Extraordinarily she sounded less sure of herself than screaming “Break his wrists” into the Broadway night, and I remembered Worthington's judgment that as I would beat her at the tennis match of life, so she would never again face me on the actual court. Yet here she was, visibly pulling together the sinews and nerves of resolution.
I'd seen Martin summon his mental vigor when going out to race on a difficult horse, and I'd seen actors breathe deeply in the wings when the play ahead dug deep into the psyche. I understood a good deal about courage in others and about the deficiencies in myself, but on that Sunday in January it was Rose's own mushrooming determination that pumped up in me the inner resources I needed.
I watched her as she in turn watched me, and it wasn't what she said that mattered at all, it was which of us would win the desperate battle for pride.
She plunged the cooling small ball of glass into the tank again and drew it out again, larger. She swung the iron around until the molten red-hot lump advanced to a too close spot under Hickory's chin. He could feel the heat. He shrank frantically away and tried to scream behind the adhering tape.
“Look out, for God's sake,” I shouted automatically, and as if surprised, Rose swung the iron away from Hickory's face until he wasn't for the minute threatened.
“You see!” Rose sounded all of a sudden victorious. “If you don't like him burned you'll tell me where you've hidden the videotape I want.”
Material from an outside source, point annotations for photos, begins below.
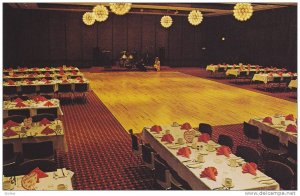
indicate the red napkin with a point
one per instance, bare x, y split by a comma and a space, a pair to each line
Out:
45, 121
10, 82
9, 133
167, 138
204, 137
290, 117
48, 103
156, 128
47, 131
18, 100
10, 123
185, 152
20, 104
291, 128
209, 172
268, 120
186, 126
40, 173
224, 150
249, 168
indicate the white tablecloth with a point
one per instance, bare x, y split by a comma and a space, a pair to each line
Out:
276, 129
33, 135
32, 106
49, 183
241, 181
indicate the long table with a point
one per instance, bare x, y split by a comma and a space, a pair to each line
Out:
34, 134
276, 128
32, 106
52, 182
241, 181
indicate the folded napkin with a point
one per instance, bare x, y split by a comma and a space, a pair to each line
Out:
40, 173
47, 131
291, 128
290, 117
167, 138
185, 152
10, 123
9, 133
48, 103
210, 173
268, 120
186, 126
205, 137
224, 150
249, 168
20, 104
18, 100
45, 121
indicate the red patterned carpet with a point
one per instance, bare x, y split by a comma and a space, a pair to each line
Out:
100, 148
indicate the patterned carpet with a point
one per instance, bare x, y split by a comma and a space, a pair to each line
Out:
100, 148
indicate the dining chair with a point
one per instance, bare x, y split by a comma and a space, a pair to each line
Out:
44, 165
39, 117
52, 111
205, 128
225, 140
21, 112
15, 118
39, 150
280, 172
162, 176
248, 154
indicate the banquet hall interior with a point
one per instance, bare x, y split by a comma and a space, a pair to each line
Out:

I said urgently, “You'll disfigure Hickory if you're not careful. Glass burns are terrible. You can get a hand burned so badly that it needs amputating. An arm; a foot ... You can smell flesh burning ... you can lose your mouth, your nose.”
“Shut up,” Rose yelled, and again, at the top of her voice, “Shut up!”
“You can burn out an eye,” I said. “You can sear and cauterize your guts.”
Pamela Jane, who lived with the danger, was affected least of all in spite of her fluttery manner, and it was big Norman Osprey of the great muscular shoulders who sweated and looked ready to vomit.
Rose looked at her red-hot iron. She looked at Hickory and she glanced at me. I could more or less read her rapid mind. She had come to threaten me through my regard for Hickory and now here I was, a target again myself.
Beside Rose's powerful identity her companions' egos were pale. Even Adam Force's good looks and persuasive smile faded to second rate in her presence, and I began to realize fully that her reputation in inspiring real abject terror, in men particularly, was in no way a myth. I felt the fringes myself, try though I might to counteract it. Her effect on her father sent him to the confessional at the best of times, and this being Sunday again I could barely imagine the turmoil churning in his good Catholic conscience.
To Norman Osprey no doubt one day was as good or bad as the next. His days were judged by the amount of muscle needed to achieve his own way, coupled with the fizzing ability to add, divide or multiply as if by instinct.
Adam Force's finger seemed to itch on the plunger set to activate the syringe's undisclosed contents. I wished to heaven that poor Pamela Jane would sniff back the tears and swallow the sobs, both of which seemed increasingly to irritate Doctor White-Beard; and as for Hickory, stuck with wide brown bands into silence and sightlessness, and deep in the soft armchair, I thought he would be staying exactly where Rose had put him until someone pulled him out.
Impressions flashed and passed. Rose stared at me with calculation, enjoying her certainty that she would defeat me pretty soon. I couldn't swear she wouldn't. This time there were no black masks or baseball bats. But to be faced bare-armed with molten glass was worse.
Suddenly and unexpectedly Rose said, “You came here this morning to make a trophy horse of glass and gold. I want the gold.”
Wow! I thought. No one had brought gold into the equation before. Gold for the trophy hadn't been mentioned in Rose's hearing as far as I knew. I had ordered enough for the trophy, and a little over for stock, but a quantity worth holding up the stagecoach for, it was not.
Someone had misled Rose, or she had misunderstood, and her acquisitive imagination had done the rest.
Rose was still sure that, one way or another, I could make her rich.